Women News

Planned Parenthood opens new clinic – in first state to ban abortion after ‘Roe’ fall

ProDentim


Cori Bush was about 100 miles southwest of her St. Louis congressional district in the town of Rolla, campaigning not for her own re-election, which is virtually guaranteed, but for abortion rights. “They celebrated because this state was the first,” she told a crowd of abortion rights supporters and activists under a picnic pavilion. Missouri was first state to ban abortion after Supreme Court overturned Roe vs. Wade June 24. But, she added, “we are the ones who are left to organize, to galvanize, it is we who must mobilize the community and make sure that they know that not only are we fighting and defending, we are defend our children’s children. Nestled midway between the cities of St. Louis and Springfield, the town of 20,000 is one of the final stops on Bush’s “Roe the Vote: Reproductive Freedom Tour,” an eight-stop campaign to get the vote that ended a month before the midterms. It’s also kind of ground zero for the next chapter in the fight to retain and restore access to reproductive health services and rights in the United States.

On November 1, Planned Parenthood will open the doors to a new clinic, one of the first physical clinics to open after the fall of deer— and he opens at Rolla. For now, it cannot provide abortions but will offer basic primary and preventive care, such as permanent sterilization and contraceptive services. It’s part of a long-term strategy to close the ever-widening reproductive care gap between “heaven” states and abortion-restrictive states, and to expand Planned Parenthood’s footprint in the Missouri instead of dissolving it. “Missouri has long been a state that has abdicated its responsibility to its constituents and covers all sexual and reproductive health care,” said Dr. Colleen McNicholas, chief medical officer for Planned Parenthood of the St. Louis area and from southwest Missouri to St. Louis. , said. McNicholas said she would have described Missouri “as existing in a post-deer reality” even before the Dobbs decision, as elected and elected officials have undermined reproductive rights and access for decades. As of 2018, there had been only one abortion clinic in Missouri — the Planned Parenthood Clinic in St. Louis — where 17-year-old Bush had an abortion after becoming pregnant at following a sexual assault.

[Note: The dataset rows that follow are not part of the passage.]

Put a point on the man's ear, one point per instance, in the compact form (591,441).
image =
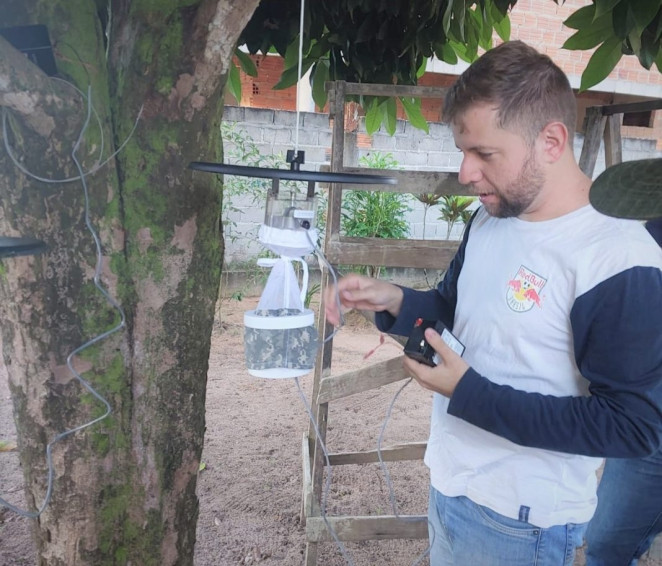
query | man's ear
(552,141)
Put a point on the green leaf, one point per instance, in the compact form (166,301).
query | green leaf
(596,32)
(648,50)
(485,31)
(446,53)
(234,82)
(459,13)
(602,62)
(581,19)
(373,116)
(390,114)
(644,11)
(246,63)
(501,23)
(319,77)
(461,50)
(604,6)
(446,20)
(413,111)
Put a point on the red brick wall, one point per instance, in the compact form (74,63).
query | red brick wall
(537,22)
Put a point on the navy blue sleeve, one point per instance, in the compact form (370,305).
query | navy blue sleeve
(435,304)
(617,331)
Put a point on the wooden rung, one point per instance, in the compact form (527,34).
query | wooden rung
(356,528)
(357,381)
(395,453)
(410,182)
(308,504)
(431,254)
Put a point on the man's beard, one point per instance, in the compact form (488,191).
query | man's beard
(521,192)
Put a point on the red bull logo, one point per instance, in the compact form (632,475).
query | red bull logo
(524,290)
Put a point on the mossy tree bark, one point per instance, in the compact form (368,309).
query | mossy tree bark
(124,489)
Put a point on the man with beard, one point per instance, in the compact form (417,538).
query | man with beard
(560,310)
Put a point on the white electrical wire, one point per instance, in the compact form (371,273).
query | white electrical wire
(97,274)
(93,170)
(296,134)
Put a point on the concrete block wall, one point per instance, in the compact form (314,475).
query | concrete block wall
(274,133)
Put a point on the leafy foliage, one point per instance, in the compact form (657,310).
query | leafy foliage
(375,214)
(616,28)
(455,208)
(374,41)
(390,41)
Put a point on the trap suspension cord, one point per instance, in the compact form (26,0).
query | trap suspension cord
(97,275)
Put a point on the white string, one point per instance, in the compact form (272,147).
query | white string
(94,169)
(327,485)
(102,336)
(296,133)
(389,483)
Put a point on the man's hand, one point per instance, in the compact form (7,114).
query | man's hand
(446,375)
(363,293)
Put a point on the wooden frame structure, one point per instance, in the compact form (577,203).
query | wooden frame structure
(433,254)
(603,122)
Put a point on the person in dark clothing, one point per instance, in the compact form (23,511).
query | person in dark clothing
(629,512)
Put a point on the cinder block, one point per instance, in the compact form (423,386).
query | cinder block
(259,115)
(233,114)
(283,118)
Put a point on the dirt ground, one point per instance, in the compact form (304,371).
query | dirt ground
(250,489)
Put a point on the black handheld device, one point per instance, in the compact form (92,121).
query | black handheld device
(418,348)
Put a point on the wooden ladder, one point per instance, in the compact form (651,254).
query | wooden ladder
(341,250)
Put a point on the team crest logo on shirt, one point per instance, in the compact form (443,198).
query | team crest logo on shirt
(524,290)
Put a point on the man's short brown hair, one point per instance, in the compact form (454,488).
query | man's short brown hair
(526,88)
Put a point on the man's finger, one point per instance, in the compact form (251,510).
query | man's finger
(437,342)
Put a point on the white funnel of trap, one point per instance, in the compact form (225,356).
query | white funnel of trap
(280,338)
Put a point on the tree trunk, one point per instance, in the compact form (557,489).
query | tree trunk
(124,489)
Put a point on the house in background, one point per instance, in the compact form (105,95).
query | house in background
(267,117)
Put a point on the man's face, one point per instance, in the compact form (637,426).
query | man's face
(498,164)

This is now the story in many states across the country where women’s health clinics have been forced to close as states pass more restrictions on abortion. In the first 100 days following the Dobbs decision, more than two dozen abortion clinics closed completely and 40 more clinics stopped providing abortion services, according to an analysis released earlier this month by the Guttmacher Institute, a research and policy organization that supports sexual and reproductive health. Fourteen states are now short of abortion providers. Without these clinics, many of which provided a range of non-abortion reproductive health services, including testing for sexually transmitted infections and pap smears, women in the most abortion-restrictive states are left with fewer places to receive basic reproductive care. A spokesperson for Planned Parenthood was unable to articulate a national strategy at this time to expand clinics in states restricting abortion, but said conversations about opening new facilities were happening at the state level. ‘State. A new Planned Parenthood clinic opened in Kansas in October. In Missouri, the decision to open in Rolla was made to continue access to reproductive health care “regardless of state policy,” said Julie Lynn, spokeswoman for Planned Parenthood of the St. Louis Region and Southwest Missouri. Yet it is difficult to disentangle her openness from the political climate around women’s reproductive rights.